We sometimes use the term installability for source packages. For a source package to be installable it means that all binary packages of one of its installation sets are available. Installability for source packages is therefore equal to its compilability.
In a healthy distribution all binary packages are available and installable and all source packages are compilable. During bootstrapping only a subset of all binary packages are available and therefore even fewer are installable.
Build Dependency Cycles
During the bootstrapping of a distribution, only a small subset of all binary packages is initially made available through cross compilation. To make more binary packages available their respective source packages have to be compiled. But those source packages might build depend on binary packages that are not yet available themselves and whose source packages can't be built for the same reason. Build dependency cycles are created.
Build dependency cycles do not only exist during native compilation but also during cross compilation of the minimal build system. In that scenario, build dependency cycles are created because not all of the cross build dependencies of source packages can be satisfied by packages of the build architecture but require not-yet-built binary packages of the host architecture. But since in most source packages at least some cross build dependencies can be satisfied by packages of the build architecture, there exist much fewer build dependency cycles during cross compilation than during native compilation. It has been shown that in practice, a minimal build system can be cross compiled by only modifying a dozen source packages.

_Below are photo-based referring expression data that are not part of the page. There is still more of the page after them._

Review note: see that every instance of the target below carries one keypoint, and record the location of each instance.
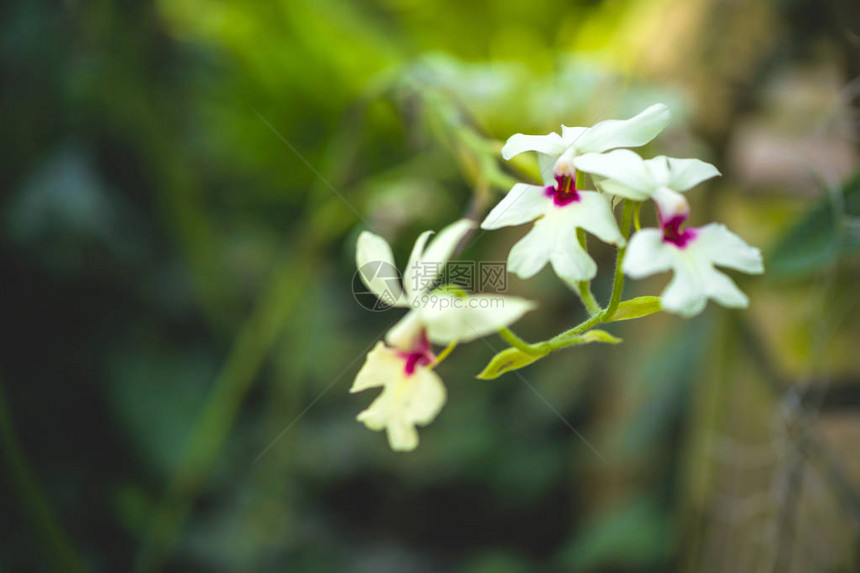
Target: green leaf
(596, 336)
(637, 308)
(507, 360)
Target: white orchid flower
(624, 174)
(556, 153)
(692, 254)
(412, 393)
(560, 210)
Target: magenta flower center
(672, 232)
(564, 191)
(420, 355)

Strongly Connected Component
While dependency cycles are an intuitve way to talk about the problem, a dependency graph does usually never contain individual cycles. Instead, a subset of vertices in the graph are all involved in cyclic dependencies whith each other. This subset of vertices is called a strongly connected component or SCC. All vertices of a strongly connected component are in at least one dependency cycle with every other vertex of the SCC. In Debian, there exists one big strongly connected component of several hundred vertices which contains all of Debian's core packages as well as browsers, window managers, compilers and most of qt and gtk. The other strongly connected components in the dependency graph are no bigger than 10 vertices and mostly involve compilers that need themselves to be built. The main strongly connected component in Debian contains more than several million dependency cycles.
Build Graph and Source Graph
Botch handles two different graph types which we called build graph and source graph. A build graph consists of two types of vertices:
InstSet vertices represent one binary package and one of its installation sets
SrcPkg vertices represent one source package
InstSet vertices are connected to SrcPkg vertices to show a "builds-from" relationship for all the binary packages that are port of the installation set.
SrcPkg vertices are connected to InstSet vertices to show a "build-depends" relationship for all the build dependencies of the source package.
Vertices of the same type cannot connect to each other.
A build graph can be converted into a source graph. A source graph only contains SrcPkg vertices. InstSet vertices are removed through path contraction over all pairs of SrcPkg vertices that are connected by a single InstSet vertex. Therefore, a source graph keeps the ordering relationship of the build graph. A source graph cannot be turned back into a build graph. A source graph can be annotated with strong dependency information. This information is not useful in the build graph.